Wednesday, February 14, 2018

"Talk down to Siri like she's a mere servant – your safety demands it"

The "mere" is troubling for some reason but it's CPI day so no time to reflect on why.

From The Register:

Voice assistants get samples of our voice that can be remixed and faked
In the middle of the night, the 83-year-old woman received a call. A caller identifying himself as a policeman angrily reported that her grandson – identified by name – had landed in jail. He'd hit a policeman while driving and TXTing.

The policeman said they needed $4,000 in bail – immediately.

The old woman hung up, but the phone rang again, and the policeman said she could speak to her grandson: he came on the line, pleading with his grandmother for bail money. She said she wouldn't do it – not because she was hard-hearted, but because something didn't "feel right".

At that point, a man identifying himself as her grandson's defence attorney came on the line, exclaiming, "I don't need this case – I have 10 others!" But the grandmother remained adamant – no bail money – and so the call ended.

It didn't take her long to contact her grandson and learn the whole thing had been a setup, a scam from masters of the craft. Yet the level of detail possessed by scammers – that felt weirdly new. They'd tracked down this woman, obtained her phone number, then somehow worked out both the name of her grandson, and that he lived in another town, some miles away.

Could they get all of that personal information from Facebook? Probably not. But it wouldn't be terribly hard to find enough personal details on the social sharing site that it became a relatively straightforward process to trawl through other public databases, assembling a more-or-less complete family picture. Names, addresses, phone numbers: Everything you need to defraud an old lady in the middle of the night.

That it wasn't quite good enough to pass a sniff test says less about the current state of the art than the capacity of the scammers.
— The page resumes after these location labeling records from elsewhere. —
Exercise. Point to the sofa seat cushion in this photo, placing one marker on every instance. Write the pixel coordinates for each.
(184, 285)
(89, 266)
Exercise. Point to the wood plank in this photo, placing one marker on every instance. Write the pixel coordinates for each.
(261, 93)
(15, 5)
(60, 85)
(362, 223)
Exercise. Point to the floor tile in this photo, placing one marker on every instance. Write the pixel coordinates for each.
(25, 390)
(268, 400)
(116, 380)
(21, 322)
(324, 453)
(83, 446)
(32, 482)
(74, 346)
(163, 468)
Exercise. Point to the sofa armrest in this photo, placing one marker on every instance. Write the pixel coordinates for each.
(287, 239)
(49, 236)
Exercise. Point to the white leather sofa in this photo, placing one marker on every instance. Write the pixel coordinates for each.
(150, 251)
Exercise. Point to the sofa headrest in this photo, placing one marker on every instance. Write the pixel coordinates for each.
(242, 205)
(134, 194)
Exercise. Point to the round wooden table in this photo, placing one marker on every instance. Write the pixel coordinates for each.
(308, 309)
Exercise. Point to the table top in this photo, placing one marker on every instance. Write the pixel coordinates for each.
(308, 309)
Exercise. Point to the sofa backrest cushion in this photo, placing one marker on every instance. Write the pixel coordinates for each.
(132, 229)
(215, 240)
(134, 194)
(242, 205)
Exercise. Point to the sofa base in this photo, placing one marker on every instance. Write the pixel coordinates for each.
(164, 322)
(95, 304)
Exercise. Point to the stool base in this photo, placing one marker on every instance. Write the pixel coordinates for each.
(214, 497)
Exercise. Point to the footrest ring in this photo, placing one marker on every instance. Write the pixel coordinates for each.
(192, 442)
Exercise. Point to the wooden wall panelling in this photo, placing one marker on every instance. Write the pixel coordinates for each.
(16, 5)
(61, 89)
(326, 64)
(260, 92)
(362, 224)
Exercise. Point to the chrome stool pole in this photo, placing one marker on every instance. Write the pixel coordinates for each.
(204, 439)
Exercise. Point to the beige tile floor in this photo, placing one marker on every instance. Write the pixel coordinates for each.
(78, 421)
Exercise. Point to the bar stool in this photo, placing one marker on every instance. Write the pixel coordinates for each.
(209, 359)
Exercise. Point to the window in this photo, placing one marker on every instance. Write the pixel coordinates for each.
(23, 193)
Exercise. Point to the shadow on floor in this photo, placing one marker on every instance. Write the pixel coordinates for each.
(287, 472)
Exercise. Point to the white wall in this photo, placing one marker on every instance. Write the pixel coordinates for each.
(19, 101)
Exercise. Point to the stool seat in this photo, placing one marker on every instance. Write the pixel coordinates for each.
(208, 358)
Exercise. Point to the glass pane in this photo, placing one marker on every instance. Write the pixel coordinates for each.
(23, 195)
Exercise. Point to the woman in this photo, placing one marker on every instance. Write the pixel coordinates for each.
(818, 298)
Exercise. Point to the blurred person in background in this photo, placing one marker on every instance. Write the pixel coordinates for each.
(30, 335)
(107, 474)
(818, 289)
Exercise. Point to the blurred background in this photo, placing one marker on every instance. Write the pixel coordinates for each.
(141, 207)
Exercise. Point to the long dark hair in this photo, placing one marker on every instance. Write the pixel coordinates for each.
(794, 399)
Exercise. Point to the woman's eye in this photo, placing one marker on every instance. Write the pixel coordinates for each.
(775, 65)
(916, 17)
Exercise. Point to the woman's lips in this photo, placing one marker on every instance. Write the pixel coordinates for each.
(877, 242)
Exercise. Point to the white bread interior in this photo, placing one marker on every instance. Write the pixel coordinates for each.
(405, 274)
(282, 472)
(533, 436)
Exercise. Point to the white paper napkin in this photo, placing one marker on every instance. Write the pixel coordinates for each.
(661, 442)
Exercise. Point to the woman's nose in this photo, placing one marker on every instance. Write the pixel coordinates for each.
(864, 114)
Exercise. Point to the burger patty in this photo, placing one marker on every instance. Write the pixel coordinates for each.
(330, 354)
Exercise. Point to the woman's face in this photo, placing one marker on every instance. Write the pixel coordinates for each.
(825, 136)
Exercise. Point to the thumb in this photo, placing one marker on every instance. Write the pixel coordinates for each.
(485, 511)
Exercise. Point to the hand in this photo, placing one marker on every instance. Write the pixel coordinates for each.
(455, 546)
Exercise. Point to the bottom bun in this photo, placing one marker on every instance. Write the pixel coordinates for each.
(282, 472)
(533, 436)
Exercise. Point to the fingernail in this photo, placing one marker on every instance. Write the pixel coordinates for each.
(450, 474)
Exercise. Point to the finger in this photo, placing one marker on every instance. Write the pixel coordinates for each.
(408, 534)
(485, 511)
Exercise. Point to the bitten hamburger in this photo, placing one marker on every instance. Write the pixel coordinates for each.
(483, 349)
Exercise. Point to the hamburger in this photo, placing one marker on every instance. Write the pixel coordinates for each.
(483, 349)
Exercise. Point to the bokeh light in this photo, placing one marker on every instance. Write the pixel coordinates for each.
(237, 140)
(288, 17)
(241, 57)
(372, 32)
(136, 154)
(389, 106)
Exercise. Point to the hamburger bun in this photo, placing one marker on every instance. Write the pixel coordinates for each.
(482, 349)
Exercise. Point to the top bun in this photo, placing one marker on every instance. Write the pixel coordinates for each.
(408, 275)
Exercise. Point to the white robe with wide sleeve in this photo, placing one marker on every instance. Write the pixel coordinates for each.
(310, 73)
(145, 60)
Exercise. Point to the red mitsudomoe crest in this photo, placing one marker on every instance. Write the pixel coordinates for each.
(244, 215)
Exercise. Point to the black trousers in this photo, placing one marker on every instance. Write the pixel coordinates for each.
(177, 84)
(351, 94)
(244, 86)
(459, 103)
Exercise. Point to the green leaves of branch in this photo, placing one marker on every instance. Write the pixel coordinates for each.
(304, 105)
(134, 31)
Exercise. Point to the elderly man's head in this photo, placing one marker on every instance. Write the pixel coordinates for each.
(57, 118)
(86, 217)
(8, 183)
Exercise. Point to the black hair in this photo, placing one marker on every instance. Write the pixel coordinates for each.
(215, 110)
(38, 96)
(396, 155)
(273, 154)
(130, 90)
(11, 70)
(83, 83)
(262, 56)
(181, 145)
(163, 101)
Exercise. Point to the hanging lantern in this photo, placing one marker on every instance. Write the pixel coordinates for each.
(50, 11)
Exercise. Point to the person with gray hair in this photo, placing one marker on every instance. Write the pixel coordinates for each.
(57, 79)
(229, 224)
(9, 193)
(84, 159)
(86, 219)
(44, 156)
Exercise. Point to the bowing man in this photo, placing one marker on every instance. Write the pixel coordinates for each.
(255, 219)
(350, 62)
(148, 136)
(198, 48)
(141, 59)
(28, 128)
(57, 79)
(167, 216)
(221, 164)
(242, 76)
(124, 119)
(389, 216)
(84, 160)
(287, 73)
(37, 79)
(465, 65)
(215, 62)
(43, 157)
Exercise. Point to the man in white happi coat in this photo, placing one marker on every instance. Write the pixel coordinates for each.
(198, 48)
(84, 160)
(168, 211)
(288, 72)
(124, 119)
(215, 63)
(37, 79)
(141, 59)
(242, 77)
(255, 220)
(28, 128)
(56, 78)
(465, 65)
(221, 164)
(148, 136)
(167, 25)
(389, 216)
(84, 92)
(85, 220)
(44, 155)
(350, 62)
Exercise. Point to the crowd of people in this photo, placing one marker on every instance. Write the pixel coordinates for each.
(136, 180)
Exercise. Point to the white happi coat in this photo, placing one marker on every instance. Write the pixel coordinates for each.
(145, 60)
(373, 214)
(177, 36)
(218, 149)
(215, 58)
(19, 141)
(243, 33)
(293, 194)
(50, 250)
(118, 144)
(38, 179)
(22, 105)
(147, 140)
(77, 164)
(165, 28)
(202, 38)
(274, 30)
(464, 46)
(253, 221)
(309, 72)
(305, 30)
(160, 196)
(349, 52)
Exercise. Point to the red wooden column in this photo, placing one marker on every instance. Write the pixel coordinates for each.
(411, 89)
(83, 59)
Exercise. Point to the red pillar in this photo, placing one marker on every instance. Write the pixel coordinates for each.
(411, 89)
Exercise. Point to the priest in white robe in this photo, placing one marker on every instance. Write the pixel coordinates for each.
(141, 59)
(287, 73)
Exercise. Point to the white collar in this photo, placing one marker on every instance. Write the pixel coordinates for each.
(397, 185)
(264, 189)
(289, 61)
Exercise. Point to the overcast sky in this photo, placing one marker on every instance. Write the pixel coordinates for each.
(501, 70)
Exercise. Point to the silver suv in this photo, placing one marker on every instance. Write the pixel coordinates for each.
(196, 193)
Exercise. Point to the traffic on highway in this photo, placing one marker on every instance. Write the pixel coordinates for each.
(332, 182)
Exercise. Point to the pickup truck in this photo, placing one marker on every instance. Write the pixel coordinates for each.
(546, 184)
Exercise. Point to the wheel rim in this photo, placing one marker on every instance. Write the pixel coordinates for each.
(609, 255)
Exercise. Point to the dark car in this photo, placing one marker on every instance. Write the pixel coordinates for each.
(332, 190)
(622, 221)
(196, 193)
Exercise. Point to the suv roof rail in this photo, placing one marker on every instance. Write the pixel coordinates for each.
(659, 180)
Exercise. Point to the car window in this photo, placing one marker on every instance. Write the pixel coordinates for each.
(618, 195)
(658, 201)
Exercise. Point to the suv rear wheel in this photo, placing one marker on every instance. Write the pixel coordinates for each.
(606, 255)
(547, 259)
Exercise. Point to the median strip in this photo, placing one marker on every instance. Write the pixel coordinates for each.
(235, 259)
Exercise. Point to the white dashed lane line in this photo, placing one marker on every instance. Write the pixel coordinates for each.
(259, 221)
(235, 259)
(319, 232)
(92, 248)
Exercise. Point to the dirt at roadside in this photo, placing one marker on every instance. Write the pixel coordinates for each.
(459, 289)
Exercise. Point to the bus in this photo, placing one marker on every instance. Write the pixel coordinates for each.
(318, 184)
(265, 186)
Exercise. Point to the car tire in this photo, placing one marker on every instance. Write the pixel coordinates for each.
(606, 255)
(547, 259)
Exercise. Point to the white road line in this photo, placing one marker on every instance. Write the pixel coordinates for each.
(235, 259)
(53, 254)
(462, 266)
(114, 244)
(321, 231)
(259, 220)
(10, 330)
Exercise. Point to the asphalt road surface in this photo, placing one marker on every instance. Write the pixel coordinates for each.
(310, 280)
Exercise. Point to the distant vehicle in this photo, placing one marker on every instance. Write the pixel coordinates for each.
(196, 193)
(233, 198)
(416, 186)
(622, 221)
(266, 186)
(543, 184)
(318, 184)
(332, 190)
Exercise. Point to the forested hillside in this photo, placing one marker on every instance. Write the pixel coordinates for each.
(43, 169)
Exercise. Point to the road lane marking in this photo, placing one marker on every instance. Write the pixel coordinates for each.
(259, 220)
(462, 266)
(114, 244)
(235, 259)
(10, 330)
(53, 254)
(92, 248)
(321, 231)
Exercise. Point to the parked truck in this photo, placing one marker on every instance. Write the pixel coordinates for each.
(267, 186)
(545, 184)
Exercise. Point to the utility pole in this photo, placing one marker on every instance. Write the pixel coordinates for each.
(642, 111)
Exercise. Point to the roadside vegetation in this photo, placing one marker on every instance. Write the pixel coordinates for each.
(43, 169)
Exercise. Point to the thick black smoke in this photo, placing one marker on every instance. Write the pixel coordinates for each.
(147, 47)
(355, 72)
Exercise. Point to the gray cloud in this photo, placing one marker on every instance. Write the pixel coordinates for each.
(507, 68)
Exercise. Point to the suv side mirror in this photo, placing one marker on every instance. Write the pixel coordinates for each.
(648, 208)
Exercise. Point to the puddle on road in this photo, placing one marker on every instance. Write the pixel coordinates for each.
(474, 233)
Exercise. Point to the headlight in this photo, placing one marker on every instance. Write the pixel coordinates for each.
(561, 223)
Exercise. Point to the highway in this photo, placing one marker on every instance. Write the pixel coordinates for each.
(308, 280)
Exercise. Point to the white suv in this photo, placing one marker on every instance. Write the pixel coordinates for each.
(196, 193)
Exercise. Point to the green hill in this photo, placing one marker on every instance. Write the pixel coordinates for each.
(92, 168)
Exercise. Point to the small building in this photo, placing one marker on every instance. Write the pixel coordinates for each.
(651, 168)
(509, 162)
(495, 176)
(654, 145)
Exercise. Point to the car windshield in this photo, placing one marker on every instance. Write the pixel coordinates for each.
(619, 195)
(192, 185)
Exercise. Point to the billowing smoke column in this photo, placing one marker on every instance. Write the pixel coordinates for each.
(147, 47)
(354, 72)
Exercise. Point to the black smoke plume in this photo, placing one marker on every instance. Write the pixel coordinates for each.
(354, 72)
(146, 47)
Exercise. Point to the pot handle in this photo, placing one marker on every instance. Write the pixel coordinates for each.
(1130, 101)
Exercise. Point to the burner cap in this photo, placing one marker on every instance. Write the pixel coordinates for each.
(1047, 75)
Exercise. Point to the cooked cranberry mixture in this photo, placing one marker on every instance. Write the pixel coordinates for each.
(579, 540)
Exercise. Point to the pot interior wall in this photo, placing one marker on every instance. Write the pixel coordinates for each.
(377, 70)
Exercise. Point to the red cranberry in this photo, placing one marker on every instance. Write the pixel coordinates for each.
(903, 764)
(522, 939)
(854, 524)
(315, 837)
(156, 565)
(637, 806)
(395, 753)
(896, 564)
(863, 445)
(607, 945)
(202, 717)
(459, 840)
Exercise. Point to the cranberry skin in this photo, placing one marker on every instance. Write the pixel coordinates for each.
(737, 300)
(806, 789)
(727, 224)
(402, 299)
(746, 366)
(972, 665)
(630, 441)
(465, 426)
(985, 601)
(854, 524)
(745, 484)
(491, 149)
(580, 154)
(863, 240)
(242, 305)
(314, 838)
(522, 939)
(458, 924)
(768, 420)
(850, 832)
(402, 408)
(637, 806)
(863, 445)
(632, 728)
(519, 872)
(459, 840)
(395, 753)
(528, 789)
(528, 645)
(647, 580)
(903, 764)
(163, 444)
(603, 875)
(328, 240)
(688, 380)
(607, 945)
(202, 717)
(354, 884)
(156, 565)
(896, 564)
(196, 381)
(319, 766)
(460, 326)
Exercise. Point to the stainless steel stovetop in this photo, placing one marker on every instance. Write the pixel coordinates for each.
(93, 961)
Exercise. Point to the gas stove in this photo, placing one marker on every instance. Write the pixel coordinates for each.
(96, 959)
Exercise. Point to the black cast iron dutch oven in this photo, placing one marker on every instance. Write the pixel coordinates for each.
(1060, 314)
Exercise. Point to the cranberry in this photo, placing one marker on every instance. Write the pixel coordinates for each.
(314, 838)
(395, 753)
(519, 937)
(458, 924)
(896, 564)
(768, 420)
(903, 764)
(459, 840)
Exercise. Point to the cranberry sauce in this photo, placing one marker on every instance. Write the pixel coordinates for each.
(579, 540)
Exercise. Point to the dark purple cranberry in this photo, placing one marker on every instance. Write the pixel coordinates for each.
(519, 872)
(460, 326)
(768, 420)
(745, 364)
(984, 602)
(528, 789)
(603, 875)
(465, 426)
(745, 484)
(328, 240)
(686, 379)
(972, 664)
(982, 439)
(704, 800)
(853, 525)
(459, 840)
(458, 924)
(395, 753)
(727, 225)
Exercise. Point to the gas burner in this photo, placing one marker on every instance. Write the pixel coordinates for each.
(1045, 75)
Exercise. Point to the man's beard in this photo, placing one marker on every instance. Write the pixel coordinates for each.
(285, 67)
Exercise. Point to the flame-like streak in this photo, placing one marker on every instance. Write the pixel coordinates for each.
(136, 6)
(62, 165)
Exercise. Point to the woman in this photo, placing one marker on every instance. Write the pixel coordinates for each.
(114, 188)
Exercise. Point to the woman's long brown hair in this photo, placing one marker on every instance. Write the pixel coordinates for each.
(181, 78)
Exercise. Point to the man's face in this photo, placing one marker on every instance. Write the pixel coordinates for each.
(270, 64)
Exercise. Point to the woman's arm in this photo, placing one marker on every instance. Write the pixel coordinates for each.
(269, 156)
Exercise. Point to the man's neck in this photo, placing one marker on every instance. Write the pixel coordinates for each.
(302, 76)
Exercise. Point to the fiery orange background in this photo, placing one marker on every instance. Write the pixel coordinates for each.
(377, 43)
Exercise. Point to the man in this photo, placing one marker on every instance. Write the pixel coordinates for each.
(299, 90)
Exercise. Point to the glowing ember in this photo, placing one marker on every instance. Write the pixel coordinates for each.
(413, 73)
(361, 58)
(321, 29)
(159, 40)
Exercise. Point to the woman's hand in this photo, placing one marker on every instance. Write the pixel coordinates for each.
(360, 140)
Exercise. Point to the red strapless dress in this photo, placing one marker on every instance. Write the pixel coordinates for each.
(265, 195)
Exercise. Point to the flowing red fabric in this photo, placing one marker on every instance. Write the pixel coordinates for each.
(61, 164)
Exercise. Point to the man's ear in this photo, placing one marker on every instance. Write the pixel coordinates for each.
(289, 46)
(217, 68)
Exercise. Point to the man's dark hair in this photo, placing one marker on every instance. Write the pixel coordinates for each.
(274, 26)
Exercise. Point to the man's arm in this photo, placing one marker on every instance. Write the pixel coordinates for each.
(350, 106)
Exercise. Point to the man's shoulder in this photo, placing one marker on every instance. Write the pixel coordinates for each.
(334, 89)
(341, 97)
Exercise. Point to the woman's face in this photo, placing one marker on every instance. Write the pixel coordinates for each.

The last few months have seen a wealth of reports about "deepfake" videos – mapping famous celebrity faces into pornographic films. The technology behind these deepfakes – computer vision and machine learning algorithms – has been publicly available for long enough, and mastery of them has grown widespread enough, that the kind of forgeries that would have required painstaking, highly expert labour can now be handed to a piped-together set of command-line tools.

Adobe VoCo - deepfake for speech
What deepfake is to video, Adobe VoCo – its "Photoshop for audio" – does for speech. Fed a sufficiently long sample of any speaker – such as Barack Obama, who provides plenty of source material – and arbitrary speech can be endlessly generated. Obama can be made to say anything at all.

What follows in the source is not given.